Yawn in the club to see who’s checkin you out.
If a duckling is a baby duck, I don’t want to eat dumplings.
Chipotle server: Quackamole is extra
Me: lol, you said ‘quackamole’
Chipotle server [who is a duck]: Please don’t make fun of my quackcent
I decided not to put my clocks back so from hence forth I shall be on time for everything.
Pretty disrespectful of Jesus to rise during Passover when his body was made of bread.
Not sure why “you’ve made your bed, now lie in it” is supposed to be a bad thing. It sounds pleasant.

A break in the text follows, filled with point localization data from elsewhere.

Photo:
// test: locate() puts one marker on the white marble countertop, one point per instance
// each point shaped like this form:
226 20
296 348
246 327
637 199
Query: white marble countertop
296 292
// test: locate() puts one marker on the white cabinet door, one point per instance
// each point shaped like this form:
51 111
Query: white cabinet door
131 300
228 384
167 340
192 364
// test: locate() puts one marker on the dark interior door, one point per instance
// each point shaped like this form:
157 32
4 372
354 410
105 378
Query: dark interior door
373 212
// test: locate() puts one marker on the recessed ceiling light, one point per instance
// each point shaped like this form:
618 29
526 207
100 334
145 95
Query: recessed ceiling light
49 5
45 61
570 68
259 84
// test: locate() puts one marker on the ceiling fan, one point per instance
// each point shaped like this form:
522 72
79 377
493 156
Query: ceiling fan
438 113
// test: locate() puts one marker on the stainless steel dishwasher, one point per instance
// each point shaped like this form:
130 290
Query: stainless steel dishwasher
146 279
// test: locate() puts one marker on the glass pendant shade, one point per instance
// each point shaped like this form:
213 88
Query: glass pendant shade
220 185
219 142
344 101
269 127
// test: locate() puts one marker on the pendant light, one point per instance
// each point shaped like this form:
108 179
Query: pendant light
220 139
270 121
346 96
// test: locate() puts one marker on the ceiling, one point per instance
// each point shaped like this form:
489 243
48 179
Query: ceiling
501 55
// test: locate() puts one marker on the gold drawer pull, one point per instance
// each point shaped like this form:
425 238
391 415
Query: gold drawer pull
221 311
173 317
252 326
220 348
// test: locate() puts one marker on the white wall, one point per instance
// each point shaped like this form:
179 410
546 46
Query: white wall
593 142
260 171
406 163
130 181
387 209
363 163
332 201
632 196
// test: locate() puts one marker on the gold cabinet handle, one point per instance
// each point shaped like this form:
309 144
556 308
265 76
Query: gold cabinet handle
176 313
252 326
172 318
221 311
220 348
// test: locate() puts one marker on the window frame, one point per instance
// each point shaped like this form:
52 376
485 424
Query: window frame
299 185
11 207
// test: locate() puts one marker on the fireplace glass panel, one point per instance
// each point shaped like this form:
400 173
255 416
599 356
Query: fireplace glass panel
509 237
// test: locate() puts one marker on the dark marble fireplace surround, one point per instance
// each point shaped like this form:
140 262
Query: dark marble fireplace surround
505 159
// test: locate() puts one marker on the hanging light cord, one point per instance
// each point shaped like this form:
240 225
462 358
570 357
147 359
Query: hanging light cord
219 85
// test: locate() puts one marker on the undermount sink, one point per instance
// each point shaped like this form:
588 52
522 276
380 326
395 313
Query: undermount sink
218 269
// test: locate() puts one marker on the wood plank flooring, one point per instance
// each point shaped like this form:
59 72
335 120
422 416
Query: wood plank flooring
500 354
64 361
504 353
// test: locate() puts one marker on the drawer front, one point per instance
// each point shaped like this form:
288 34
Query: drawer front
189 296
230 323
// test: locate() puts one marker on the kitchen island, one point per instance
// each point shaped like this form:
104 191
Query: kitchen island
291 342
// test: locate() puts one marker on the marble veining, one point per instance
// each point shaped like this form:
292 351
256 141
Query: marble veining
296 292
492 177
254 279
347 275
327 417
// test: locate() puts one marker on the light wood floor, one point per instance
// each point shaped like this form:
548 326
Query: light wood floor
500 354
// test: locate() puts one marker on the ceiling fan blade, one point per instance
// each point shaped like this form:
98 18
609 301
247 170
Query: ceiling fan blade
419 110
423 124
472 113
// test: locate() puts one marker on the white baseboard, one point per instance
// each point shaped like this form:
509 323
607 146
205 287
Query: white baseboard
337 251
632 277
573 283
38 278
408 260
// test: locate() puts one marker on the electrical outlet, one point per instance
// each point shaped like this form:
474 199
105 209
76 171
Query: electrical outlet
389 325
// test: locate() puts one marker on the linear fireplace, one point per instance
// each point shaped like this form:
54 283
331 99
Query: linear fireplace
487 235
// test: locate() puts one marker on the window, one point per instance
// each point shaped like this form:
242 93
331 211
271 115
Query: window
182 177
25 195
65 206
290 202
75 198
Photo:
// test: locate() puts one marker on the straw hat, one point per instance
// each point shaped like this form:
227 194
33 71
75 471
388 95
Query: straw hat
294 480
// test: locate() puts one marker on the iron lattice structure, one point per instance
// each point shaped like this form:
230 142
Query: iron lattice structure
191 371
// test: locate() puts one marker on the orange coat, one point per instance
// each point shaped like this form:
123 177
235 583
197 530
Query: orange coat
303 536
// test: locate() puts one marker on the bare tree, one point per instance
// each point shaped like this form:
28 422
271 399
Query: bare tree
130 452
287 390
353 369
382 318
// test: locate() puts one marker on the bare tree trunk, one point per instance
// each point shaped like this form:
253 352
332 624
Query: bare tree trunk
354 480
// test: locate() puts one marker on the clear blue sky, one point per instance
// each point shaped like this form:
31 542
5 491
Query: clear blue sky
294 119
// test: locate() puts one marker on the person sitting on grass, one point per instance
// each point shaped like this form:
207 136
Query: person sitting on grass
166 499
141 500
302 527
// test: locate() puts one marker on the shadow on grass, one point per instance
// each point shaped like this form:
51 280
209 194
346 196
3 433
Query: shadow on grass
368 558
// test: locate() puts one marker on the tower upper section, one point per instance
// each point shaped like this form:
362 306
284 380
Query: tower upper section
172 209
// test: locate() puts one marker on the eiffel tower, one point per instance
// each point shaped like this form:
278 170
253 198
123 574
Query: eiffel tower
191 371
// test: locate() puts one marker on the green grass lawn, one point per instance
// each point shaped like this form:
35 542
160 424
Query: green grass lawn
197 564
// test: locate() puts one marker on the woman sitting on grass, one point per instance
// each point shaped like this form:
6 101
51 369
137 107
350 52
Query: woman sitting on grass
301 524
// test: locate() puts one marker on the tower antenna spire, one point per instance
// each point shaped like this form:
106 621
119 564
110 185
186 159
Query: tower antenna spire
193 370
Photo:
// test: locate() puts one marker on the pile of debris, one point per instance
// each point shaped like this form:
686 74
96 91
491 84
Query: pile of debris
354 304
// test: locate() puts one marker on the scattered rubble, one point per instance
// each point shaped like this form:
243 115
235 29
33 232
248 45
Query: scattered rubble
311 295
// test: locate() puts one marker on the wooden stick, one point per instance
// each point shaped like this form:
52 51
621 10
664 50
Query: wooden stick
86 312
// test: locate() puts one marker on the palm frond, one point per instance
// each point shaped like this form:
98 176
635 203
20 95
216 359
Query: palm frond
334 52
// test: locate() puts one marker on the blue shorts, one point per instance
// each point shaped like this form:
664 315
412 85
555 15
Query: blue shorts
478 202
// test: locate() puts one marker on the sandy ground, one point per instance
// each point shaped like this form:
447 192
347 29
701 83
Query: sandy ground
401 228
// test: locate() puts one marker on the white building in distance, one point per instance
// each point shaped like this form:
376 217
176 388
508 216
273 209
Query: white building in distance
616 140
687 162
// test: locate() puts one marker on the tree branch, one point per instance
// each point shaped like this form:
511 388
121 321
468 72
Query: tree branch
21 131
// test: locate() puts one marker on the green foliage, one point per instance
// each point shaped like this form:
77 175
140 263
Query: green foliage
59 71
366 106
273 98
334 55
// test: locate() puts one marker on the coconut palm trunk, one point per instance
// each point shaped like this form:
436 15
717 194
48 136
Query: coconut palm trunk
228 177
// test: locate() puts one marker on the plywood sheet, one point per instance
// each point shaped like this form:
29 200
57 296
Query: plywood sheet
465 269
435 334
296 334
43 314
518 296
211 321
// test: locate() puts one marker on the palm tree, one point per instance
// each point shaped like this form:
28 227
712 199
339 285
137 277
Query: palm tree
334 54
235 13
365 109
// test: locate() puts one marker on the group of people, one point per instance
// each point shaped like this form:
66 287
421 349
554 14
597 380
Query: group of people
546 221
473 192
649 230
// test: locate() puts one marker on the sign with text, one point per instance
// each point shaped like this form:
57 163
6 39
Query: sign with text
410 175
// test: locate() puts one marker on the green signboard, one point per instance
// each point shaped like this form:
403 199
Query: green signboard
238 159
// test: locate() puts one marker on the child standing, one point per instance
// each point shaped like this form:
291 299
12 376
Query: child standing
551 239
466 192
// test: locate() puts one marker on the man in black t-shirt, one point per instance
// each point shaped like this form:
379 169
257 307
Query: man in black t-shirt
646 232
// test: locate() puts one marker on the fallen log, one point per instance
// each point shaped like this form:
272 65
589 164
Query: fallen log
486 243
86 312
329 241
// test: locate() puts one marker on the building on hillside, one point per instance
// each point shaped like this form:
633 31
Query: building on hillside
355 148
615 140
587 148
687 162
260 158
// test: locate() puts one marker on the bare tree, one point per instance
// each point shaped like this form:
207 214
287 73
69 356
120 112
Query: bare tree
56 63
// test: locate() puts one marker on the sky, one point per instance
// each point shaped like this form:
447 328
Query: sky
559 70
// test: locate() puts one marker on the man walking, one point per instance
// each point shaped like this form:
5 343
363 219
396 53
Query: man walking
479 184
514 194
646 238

I’ll even lie in a bed I didn’t make.
My G.F. has a pair of ‘meatloaf’ panties.
On the front, it says ‘I would do anything for love’
On the back it says ‘but I wont do that.’
I’m so down for anne frank demon slayer
Career day:
Hi kids I’m Bills Dad and I work at the local morgue. Who wants to pet a dead body?”
Him: I like powerful women.
Me: Gotcha.
*dresses up as a rhino*
ancient egyptian: whoever disturbs the mummy will suffer a horrific curse. did you write it down so they know?
scribe: I drew a picture of a bird & then a dog guy an’ then a different bird
egyptian:
scribe: 2 birds total
egyptian: u know what it’s fine they’ll figure it out
Ironically, I only know of one person with the name Common.
[getting dating advice from my dad]
Just be yourself and don’t do anything stupid
“Well which one is it?”
Our new dog has her first training class today where she will hopefully learn to stop dislocating my shoulder when she sees a squirrel on our walks.
Him: I think we should see other people
Me: *eating a cheese ball like an apple* why
I fought the law* and the law* won.
*duvet cover
Got my twins a bunk bed so now I can worry about two kids falling at once.
Once a year on our shared birthday, my longtime ex texts me & we exchange simple wishes.
This year he added that he has overcome his longtime aversion to feta cheese, so I replied good, feta is delicious you still haunt my dreams.
“Oh my god I can’t believe someone would pronounce my name exactly how it’s spelled!!!”